If, on the other hand, you like companies that have revenue, and even earn profits, then you may well be interested in Pro-Pac Packaging (ASX:PPG). While profit is not necessarily a social good, it's easy to admire a business that can consistently produce it. Loss-making companies are always racing against time to reach financial sustainability, but time is often a friend of the profitable company, especially if it is growing.

See our latest analysis for Pro-Pac Packaging

Pro-Pac Packaging's Improving Profits

In the last three years Pro-Pac Packaging's earnings per share took off like a rocket; fast, and from a low base. So the actual rate of growth doesn't tell us much. Thus, it makes sense to focus on more recent growth rates, instead. It's good to see that Pro-Pac Packaging's EPS have grown from AU$0.0082 to AU$0.0097 over twelve months. That's a 18% gain; respectable growth in the broader scheme of things.

One way to double-check a company's growth is to look at how its revenue, and earnings before interest and tax (EBIT) margins are changing. Pro-Pac Packaging's EBIT margins are flat but, of some concern, its revenue is actually down. Suffice it to say that is not a great sign of growth.

The chart below shows how the company's bottom and top lines have progressed over time. Click on the chart to see the exact numbers.

earnings-and-revenue-history
earnings-and-revenue-history

You don't drive with your eyes on the rear-view mirror, so you might be more interested in this free report showing analyst forecasts for Pro-Pac Packaging's future profits.

Are Pro-Pac Packaging Insiders Aligned With All Shareholders?

Like standing at the lookout, surveying the horizon at sunrise, insider buying, for some investors, sparks joy. That's because insider buying often indicates that those closest to the company have confidence that the share price will perform well. Of course, we can never be sure what insiders are thinking, we can only judge their actions.

We note that Pro-Pac Packaging insiders spent AU$255k on stock, over the last year; in contrast, we didn't see any selling. That's nice to see, because it suggests insiders are optimistic. Zooming in, we can see that the biggest insider purchase was by Independent Non-Executive Director Rupert Harrington for AU$100k worth of shares, at about AU$0.20 per share.

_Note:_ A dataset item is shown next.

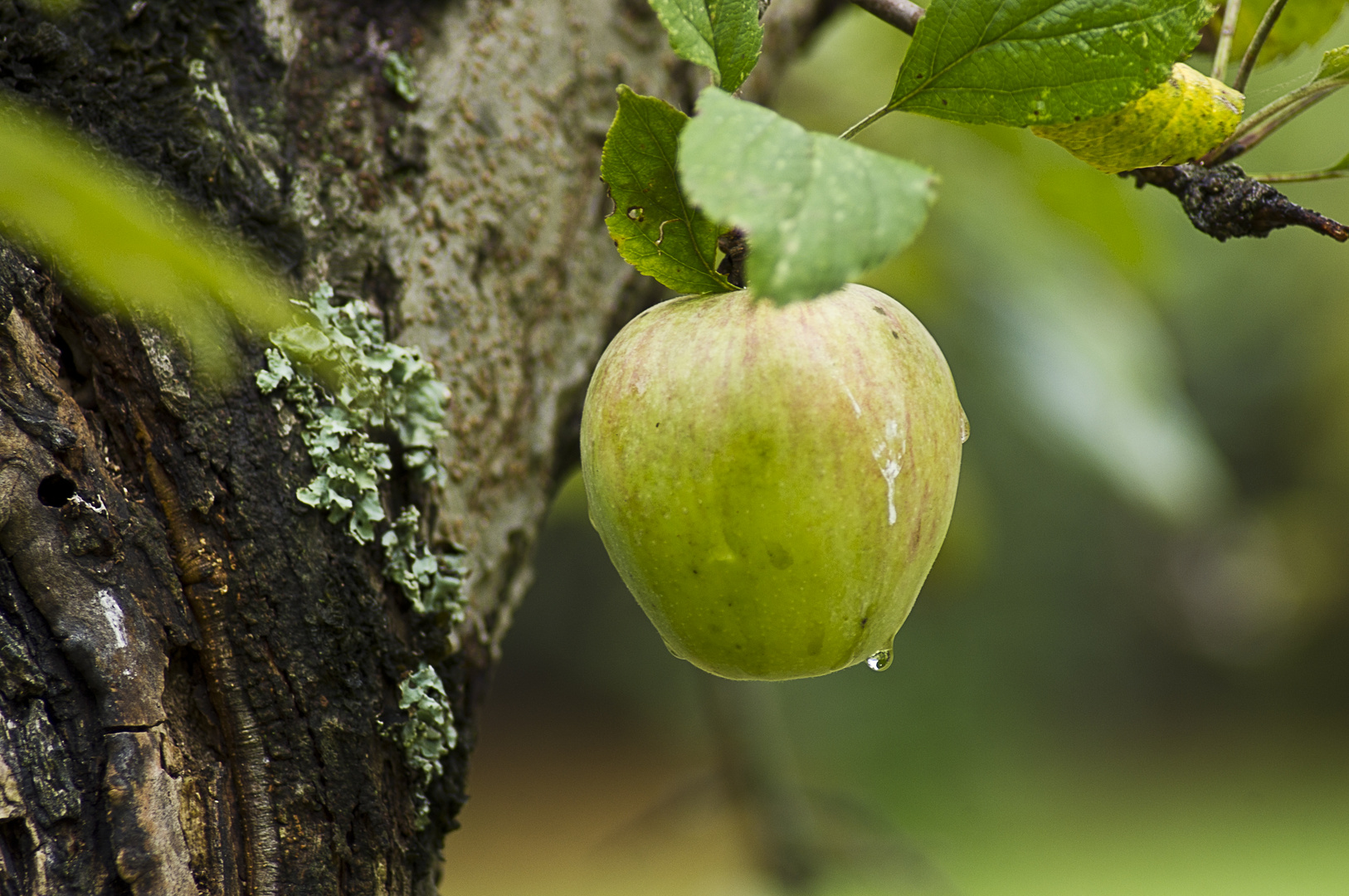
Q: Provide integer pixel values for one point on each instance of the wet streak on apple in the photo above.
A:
(773, 482)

Should You Add Pro-Pac Packaging To Your Watchlist?

One positive for Pro-Pac Packaging is that it is growing EPS. That's nice to see. Not every business can grow its EPS, but Pro-Pac Packaging certainly can. The cherry on top is the insider share purchases, which provide an extra impetus to keep and eye on this stock, at the very least. Still, you should learn about the 3 warning signs we've spotted with Pro-Pac Packaging (including 1 which is concerning) .

As a growth investor I do like to see insider buying. But Pro-Pac Packaging isn't the only one. You can see a a free list of them here.

Please note the insider transactions discussed in this article refer to reportable transactions in the relevant jurisdiction.

This article by Simply Wall St is general in nature. We provide commentary based on historical data and analyst forecasts only using an unbiased methodology and our articles are not intended to be financial advice. It does not constitute a recommendation to buy or sell any stock, and does not take account of your objectives, or your financial situation. We aim to bring you long-term focused analysis driven by fundamental data. Note that our analysis may not factor in the latest price-sensitive company announcements or qualitative material. Simply Wall St has no position in any stocks mentioned.